Today when I went to go work at pony school in the morning the director just out of the blue said, "I only have one kid in my group class today because the other's couldn't make it so I'll have you take it and it will be your first private." Squeeeee! It was a great way to do it because I didn't have any time to freak out about it.
It went pretty well. I felt like I was flailing a little but my student (who was six years old) appeared to not notice. She asked if I was going to be teaching during the summer and she asked in a "I'll get to see you!" sort of way - not in a "Oh my god I sure hope you aren't my teacher!" sort of way.
We worked on keeping her bottom in the saddle when she asks the horse to stop, then played Simon Says (which is what I used to play with my daughter when I would take her on lead line rides when she was a toddler) then I took her on a "trail ride". The trail rides are where you walk down the path past the CSA farmland then back and around the camp through all these really cute obstacles like the noodle forest and the umbrella jungle. It's really very clever and fun.
My only unpleasant and worrisome experience for me (because I completely over-thought it) was when we were on the "trail ride" down past the crops and Dreamy decided to lunge for grass.

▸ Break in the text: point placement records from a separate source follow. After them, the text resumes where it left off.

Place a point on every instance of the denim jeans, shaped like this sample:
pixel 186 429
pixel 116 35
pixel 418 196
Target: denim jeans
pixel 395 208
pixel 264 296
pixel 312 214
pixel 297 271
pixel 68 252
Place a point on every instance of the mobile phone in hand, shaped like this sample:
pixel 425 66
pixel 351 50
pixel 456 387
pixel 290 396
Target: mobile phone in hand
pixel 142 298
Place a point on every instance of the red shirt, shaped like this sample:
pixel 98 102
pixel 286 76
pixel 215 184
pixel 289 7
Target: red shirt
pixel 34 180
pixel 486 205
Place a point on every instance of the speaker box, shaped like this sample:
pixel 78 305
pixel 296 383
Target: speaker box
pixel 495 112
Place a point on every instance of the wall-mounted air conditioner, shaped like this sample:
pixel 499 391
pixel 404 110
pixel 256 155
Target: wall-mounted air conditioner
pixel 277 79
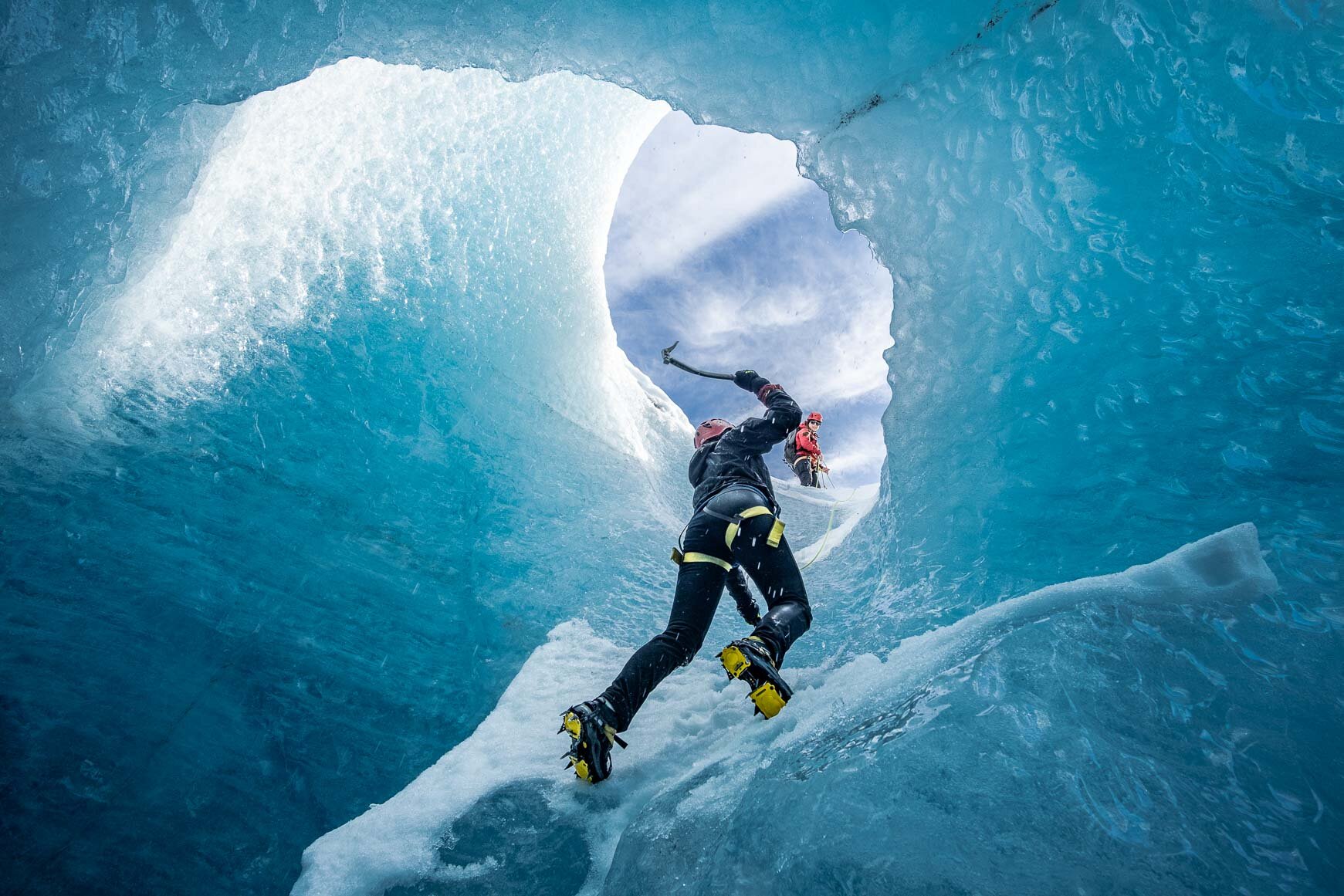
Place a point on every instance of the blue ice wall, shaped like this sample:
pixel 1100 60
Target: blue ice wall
pixel 243 578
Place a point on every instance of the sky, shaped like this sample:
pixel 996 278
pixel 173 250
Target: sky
pixel 719 243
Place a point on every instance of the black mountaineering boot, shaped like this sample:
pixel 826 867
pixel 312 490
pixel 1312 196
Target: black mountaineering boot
pixel 750 661
pixel 591 734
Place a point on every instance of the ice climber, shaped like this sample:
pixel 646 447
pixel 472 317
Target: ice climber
pixel 803 451
pixel 736 527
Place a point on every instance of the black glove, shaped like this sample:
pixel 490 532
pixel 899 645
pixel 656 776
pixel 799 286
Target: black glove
pixel 742 597
pixel 750 380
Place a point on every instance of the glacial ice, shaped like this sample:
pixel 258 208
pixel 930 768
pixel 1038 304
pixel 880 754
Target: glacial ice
pixel 317 453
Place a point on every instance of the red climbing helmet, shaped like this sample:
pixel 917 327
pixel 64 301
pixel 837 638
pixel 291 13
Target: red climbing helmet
pixel 711 429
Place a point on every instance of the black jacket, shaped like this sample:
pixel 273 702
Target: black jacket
pixel 736 457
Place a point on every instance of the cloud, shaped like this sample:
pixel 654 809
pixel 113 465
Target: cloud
pixel 745 268
pixel 814 310
pixel 690 187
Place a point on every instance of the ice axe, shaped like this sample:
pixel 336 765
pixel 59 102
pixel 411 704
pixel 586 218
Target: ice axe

Haflingers are a lot stronger than plain ole little ponies and even stronger than Toad my 16.1 Thoroughbred. They're kind of like the pitbulls of horses because they are very bulky and all muscle and when they want something they want something and a little tug from the handler is not going to divert their attention. I had to pull out all my tricks to get his head out of the long grass and in the process he managed to land one of his lumbering front feet on my foot. But success of the day! I did not swear! I just say "Hey! Get off my foot!" and had to lean into him to move over because the "poke poke move" thing doesn't work on him. We managed to make it back to the barn in one piece and right before going to the arena he dove for the tiniest bit of grass near the goat pen, I yanked back and he landed squarely on my foot again. Second success of the day - I didn't swear! It did fly out of my mouth "Seriously? Seriously?! You're on my foot again!" but it was easier to push him off this time. Doh!
Thankfully, the director of the school had some strategies she taught me to keep that from happening again. Yikes!
What I ended up overthinking was that we are always telling the kids to "watch your feet" and I was not able to do that (twice!) and also we tell them it's horrible to have your foot stepped on by a horse and honestly, often it is (see back in 2011 when Sinatra broke my toe stomping on it). So I hope my student didn't walk away thinking "What's the big deal? She got her foot stepped on twice and she was fine" because I was just very lucky.